I had this vision in my mind about how I was gonna get my workouts in this summer. I have to get up early to get boylie on the bus for summer school, so I could squeeze a morning workout in just as I did when the kids were in school. Right? Of course not. For some reason, my brain has figured out that we’re on a summer schedule here, and is putting the brakes on any early exercise dreams I had. My backup plan, was to get two workouts in during girlie’s cross country camp sessions. We signed up for six weeks. Two nights a week we head over to get a walk/run in. Except it’s been two weeks and we’ve gone twice. Why? BECAUSE IT’S RAINING. Almost every.single.day.
I’ve been skipping my morning workouts figuring I’d get a workout in at camp. And then camp gets cancelled, and it’s getting later and I’m notsogood at fitting it in later. And now, my poor girlie has hurt her foot, and we may be skipping this week (at least) to give it some rest. So I’m back to fitting those workouts in bright and early. But it’s sooooo haaard. (cue violin music)
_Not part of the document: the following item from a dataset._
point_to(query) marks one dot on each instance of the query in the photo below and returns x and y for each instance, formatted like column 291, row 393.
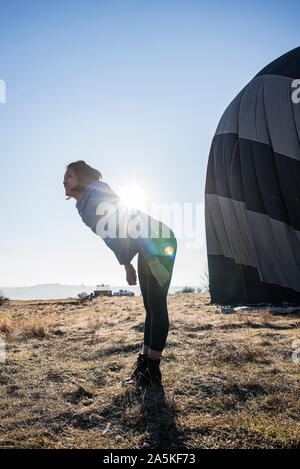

The scale has not been kind to me. It’s not going up so much but it’s not going down either. But let’s face it, I haven’t been putting in as much effort as I should. I’m struggling. I read this today and it totally nailed my struggle right now. Do I keep obsessing over the stupid number on the scale? Even though I know I feel a thousand times better than I have in a long time. Or do I accept where I am, and just let things happen as they may, as long as it takes, just living my life. My clothes fit. I don’t cringe when I see my reflection. I can climb stairs without losing a lung. All good things, right? The more I obsess, the more disappointed I get, and when I get bummed out the goldfish crackers start to disappear rapidly.
I don’t know how long it’s gonna take to get to that elusive “goal.” And what does it matter, anyway? Do I stop taking care of myself altogether once I get there? Nope. So what difference does it make? Grrrrr.
I’ll say one thing for sure. When I finally do get to my goal, I’m gonna kick ass at the maintenance part. I’ve been maintaining like a badass.